After a tenant key is resolved, TokenIDP looks up the tenant in the database. The tenant must exist, must not be deleted, and must be active. If the tenant cannot be loaded, the request is rejected.

Request Context

Once resolved, the tenant is stored in request context and made available through the tenant context accessor.

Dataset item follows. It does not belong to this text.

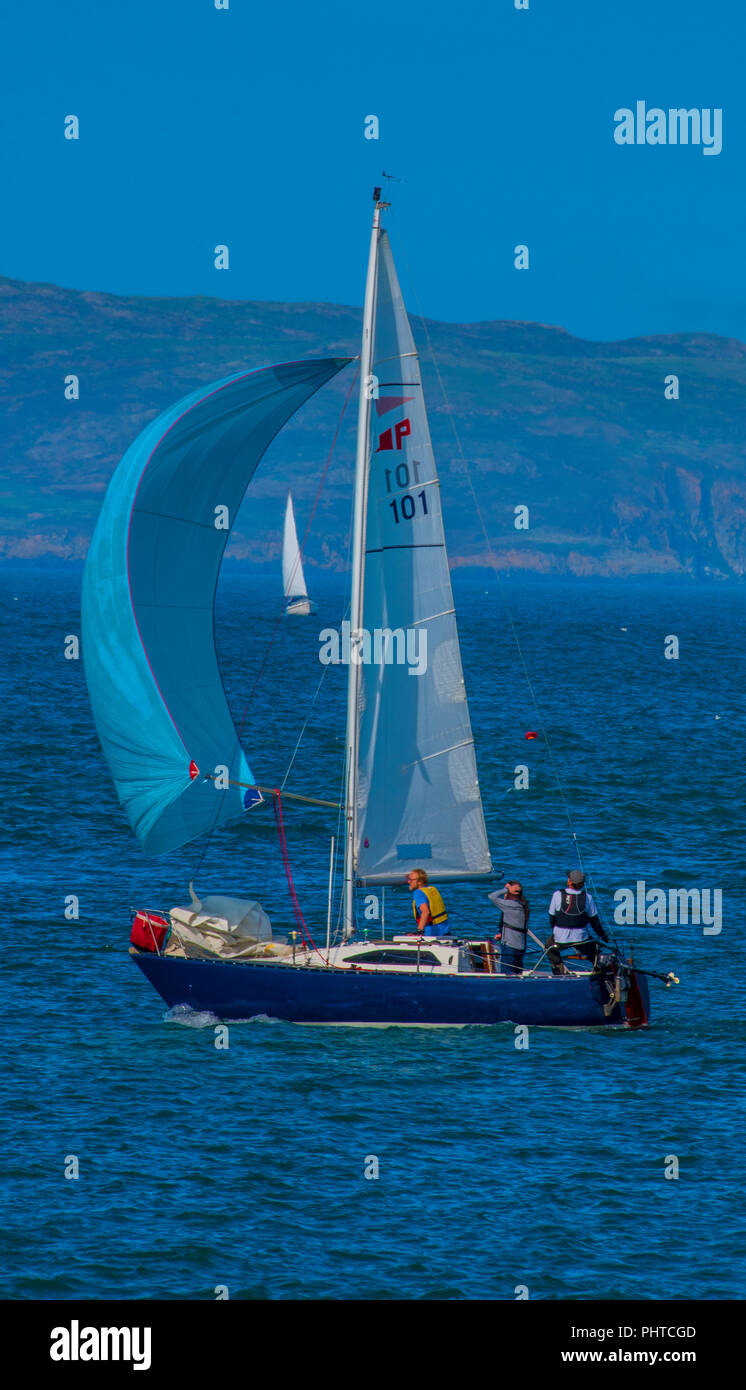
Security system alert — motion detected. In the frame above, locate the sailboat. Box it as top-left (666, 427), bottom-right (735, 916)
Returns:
top-left (282, 492), bottom-right (317, 616)
top-left (83, 189), bottom-right (672, 1027)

That context is then used by:

  • repositories and query filters
  • OAuth client lookup
  • authorization code and token flows
  • user, role, permission, and configuration APIs
  • tenant-specific MFA and authentication policy checks
  • external identity provider configuration
  • token introspection and revocation ownership checks

The context is cleared at the end of the request to avoid leaking tenant state across requests.

Client IDs Across Tenants

Client IDs are unique inside a tenant, not globally. This allows multiple tenants to use the same logical client ID when the tenant context is known.

Example:

TenantClient ID
systemidp-admin
tenantbtokenidp-admin
acmetokenidp-admin

This works because OAuth client resolution is tenant-aware. When a tenant context exists, TokenIDP prefers the client registered under that tenant. The system tenant client can also be available as a fallback for platform-level administration flows.

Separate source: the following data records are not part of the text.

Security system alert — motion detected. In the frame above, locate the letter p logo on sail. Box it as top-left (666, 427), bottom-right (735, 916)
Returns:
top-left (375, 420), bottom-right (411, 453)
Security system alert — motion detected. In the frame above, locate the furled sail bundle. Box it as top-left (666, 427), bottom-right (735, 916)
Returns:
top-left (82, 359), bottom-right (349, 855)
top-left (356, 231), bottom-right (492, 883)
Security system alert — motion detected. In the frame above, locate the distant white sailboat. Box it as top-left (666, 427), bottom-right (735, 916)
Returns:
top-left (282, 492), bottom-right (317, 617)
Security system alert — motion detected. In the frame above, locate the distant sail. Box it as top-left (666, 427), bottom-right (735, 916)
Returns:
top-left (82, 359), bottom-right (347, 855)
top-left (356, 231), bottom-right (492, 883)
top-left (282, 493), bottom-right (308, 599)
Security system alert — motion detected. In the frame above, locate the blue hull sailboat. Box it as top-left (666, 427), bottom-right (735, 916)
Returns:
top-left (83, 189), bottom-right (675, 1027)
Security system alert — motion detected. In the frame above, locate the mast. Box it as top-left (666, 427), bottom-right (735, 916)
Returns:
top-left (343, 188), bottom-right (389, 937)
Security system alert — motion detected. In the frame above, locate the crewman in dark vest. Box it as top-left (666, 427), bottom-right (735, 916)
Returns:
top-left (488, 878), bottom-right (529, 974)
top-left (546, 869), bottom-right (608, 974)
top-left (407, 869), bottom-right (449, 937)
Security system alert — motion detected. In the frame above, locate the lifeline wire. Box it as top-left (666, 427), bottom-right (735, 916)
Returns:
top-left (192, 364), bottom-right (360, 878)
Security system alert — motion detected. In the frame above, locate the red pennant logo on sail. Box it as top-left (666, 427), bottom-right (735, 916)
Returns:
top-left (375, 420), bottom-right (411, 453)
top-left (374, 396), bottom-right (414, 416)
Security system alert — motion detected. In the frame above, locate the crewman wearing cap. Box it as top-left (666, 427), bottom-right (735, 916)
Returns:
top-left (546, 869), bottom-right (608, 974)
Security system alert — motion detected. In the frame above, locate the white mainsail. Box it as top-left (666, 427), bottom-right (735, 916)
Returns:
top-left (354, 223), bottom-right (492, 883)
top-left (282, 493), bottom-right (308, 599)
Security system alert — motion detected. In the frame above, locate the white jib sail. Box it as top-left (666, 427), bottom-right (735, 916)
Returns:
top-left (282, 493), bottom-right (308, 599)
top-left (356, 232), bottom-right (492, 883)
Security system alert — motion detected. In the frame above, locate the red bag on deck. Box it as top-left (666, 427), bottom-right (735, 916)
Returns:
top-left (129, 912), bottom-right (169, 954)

Avoid relying on duplicate client IDs without a clear tenant context. In production, the tenant should come from the host. In development, include ?tenant=... or an enabled tenant header when testing tenant-specific clients.

Admin Portal Behavior

The Admin Portal should call the backend with a tenant-resolvable URL.

For production:

https://tenantb.tokenidp.com

or a platform/system administration host:

https://admin.tokenidp.com

For local development:

https://localhost:5001?tenant=tenantb

When testing the released React artifacts locally, the static portal can still run from localhost, but the backend API and OAuth authority must point to a URL that lets TokenIDP resolve the intended tenant.

Environment Guidance

Use host-based tenant resolution for production:

  • configure AllowedRootDomains
  • configure SystemHostAliases
  • configure DNS or wildcard DNS for tenant subdomains
  • make sure TLS certificates cover the root and tenant subdomains
  • avoid query/header tenant selection in production

Use query-string or header resolution for development:

  • keep AllowedDevelopmentHosts set to local hosts such as localhost
  • use ?tenant=tenantb for browser testing
  • enable AllowHeaderInStaging only when test tooling needs it
  • keep DefaultTenant set to system for platform admin flows

Troubleshooting

If a request returns tenant_unavailable, check:

  • the host is listed under AllowedRootDomains, AllowedDevelopmentHosts, or SystemHostAliases
  • the tenant subdomain maps to an existing TenantKey
  • the tenant exists, is active, and is not deleted
  • local requests include ?tenant=... when testing a non-default tenant
  • production DNS sends tenant subdomains to the TokenIDP backend
  • the Admin Portal runtime configuration points to the correct authority/API URL

If a request returns too_many_requests, repeated invalid tenant host attempts have triggered the invalid-host throttle window.

Summary

TokenIDP uses strict host-based tenant resolution in production and developer-friendly query/header resolution in non-production. The resolved tenant key becomes the runtime tenant context for OAuth, admin APIs, policies, client lookup, and token ownership checks.